Recently concluded investigations and preliminary hearings for the cadets resulted in two cases being dismissed for lack of evidence and four dropped because the cadets resigned. Of the remaining 67 cases, 55 cadets were found in violation of the honor code and enrolled in a program for rehabilitation Dec. 9. Three more cadets admitted cheating but were not eligible to enroll in what is called the Willful Admission Program.
The scandal of 1976 was much larger and created a revamping of the whole honor code, including the present policy that allows those found guilty of cheating to rehabilitate. There, the Academy went through self-reflection and decided that its training practices and means of dealing with infractions were partially to blame.
That 73 cadets were caught cheating on a single exam is a big deal. On the other hand, it’s worth emphasizing that 72 of them were in their first year. And the Class of 2023 had “more than 1,190” members, so we’re talking about 6 percent of the cohort.
Still, I agree with Speier that it’s distressing for the Superintendent to downplay this.

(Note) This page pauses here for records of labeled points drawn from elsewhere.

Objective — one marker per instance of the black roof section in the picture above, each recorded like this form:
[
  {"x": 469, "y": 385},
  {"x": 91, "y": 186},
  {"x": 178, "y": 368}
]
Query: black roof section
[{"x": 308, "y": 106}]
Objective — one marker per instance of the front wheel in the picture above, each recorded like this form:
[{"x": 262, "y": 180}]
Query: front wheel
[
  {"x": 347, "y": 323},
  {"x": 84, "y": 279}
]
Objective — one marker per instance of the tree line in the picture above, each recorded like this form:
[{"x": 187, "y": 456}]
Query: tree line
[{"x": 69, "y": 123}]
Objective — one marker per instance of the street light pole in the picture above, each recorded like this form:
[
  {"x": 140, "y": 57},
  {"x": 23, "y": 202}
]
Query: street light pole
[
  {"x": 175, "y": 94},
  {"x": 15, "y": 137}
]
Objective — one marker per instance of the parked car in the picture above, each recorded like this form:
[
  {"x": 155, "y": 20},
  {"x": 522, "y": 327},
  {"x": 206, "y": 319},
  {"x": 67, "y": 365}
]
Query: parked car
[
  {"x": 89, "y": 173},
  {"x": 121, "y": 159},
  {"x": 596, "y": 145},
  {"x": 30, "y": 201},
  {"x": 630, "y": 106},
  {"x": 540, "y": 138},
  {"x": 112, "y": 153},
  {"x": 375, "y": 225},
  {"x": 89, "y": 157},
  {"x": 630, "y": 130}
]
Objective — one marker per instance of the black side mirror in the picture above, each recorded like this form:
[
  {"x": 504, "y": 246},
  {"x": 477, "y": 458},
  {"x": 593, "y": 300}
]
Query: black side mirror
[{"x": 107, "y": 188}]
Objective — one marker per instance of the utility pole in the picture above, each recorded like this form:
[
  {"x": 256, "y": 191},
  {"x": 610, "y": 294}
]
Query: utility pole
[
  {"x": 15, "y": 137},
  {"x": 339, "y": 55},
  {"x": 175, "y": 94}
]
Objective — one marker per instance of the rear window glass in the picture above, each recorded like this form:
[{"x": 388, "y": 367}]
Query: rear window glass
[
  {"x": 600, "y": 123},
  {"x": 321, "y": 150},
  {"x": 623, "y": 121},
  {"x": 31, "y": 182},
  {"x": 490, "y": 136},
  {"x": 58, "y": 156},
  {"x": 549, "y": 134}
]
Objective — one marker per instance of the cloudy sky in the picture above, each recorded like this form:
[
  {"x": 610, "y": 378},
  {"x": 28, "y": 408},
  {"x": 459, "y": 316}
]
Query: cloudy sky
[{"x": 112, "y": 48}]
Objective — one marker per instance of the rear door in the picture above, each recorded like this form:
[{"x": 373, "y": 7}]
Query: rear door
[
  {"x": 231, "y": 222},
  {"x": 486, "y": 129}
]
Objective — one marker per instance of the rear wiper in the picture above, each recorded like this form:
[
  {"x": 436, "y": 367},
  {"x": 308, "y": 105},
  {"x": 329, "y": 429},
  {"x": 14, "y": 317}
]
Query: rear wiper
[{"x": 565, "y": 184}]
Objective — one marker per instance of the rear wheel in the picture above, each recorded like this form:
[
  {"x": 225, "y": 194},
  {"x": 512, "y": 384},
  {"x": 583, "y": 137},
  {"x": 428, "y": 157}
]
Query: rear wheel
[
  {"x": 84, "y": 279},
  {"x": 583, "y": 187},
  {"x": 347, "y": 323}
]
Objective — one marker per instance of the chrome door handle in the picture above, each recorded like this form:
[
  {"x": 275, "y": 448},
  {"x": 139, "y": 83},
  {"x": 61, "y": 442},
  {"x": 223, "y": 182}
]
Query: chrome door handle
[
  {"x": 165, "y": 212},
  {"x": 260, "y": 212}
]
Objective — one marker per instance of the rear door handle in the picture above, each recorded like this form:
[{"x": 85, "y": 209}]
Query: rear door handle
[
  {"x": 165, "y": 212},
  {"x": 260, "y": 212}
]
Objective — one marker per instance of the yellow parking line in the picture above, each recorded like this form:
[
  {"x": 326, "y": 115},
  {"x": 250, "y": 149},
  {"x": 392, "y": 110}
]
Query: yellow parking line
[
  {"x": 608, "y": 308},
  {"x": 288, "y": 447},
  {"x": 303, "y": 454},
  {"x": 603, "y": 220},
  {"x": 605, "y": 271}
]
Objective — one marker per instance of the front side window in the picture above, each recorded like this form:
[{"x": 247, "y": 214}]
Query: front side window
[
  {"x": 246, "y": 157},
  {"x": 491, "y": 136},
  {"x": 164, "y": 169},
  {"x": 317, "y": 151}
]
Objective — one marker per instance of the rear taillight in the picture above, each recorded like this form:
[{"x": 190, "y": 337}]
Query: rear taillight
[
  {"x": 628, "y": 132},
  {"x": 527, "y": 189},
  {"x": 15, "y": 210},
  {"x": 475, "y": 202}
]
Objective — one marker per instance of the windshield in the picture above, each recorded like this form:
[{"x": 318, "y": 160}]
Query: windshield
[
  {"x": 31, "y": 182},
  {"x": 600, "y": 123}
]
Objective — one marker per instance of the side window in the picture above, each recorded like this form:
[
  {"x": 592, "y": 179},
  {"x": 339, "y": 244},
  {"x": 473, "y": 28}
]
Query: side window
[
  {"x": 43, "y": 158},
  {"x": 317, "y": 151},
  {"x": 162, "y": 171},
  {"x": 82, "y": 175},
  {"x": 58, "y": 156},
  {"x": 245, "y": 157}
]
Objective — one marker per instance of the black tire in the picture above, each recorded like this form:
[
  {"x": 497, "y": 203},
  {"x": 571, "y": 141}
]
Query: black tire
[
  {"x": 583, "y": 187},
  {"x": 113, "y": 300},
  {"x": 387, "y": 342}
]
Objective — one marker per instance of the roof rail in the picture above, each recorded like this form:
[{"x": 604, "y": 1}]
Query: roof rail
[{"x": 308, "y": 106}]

The fact that this “would not have occurred if the cadets had taken the exam on campus” speaks to procedure, to be sure, but it also speaks to integrity. “They cheated because they thought could get away with it” is the antithesis of honor. If “Duty is doing the right thing when no one is watching,” these 73 are derelict.
On the other hand, Bakken is being histrionic. We’re talking about 18- and 19-year-old kids operating under unusual stress—forced back home during a pandemic and trying to complete their studies remotely—not senior leaders. They deserve additional scrutiny—and redoubled honor education—during the rest of their tenure at the Academy but it’s likely an overreaction to simply expel them, permanently branding them cheaters.
Further, while it’s true that the academies pride themselves on producing the best of the best, the fact of the matter is that these cadets are under a far higher level of scrutiny than their ROTC peers. There is doubtless cheating there, too, but it never rises to the level of scandal because it’s either undetected or the cadets are simply quietly dismissed from the program. Academy cadets are technically active duty soldiers, subject to not only 24/7/365 supervision but the Uniform Code of Military Justice.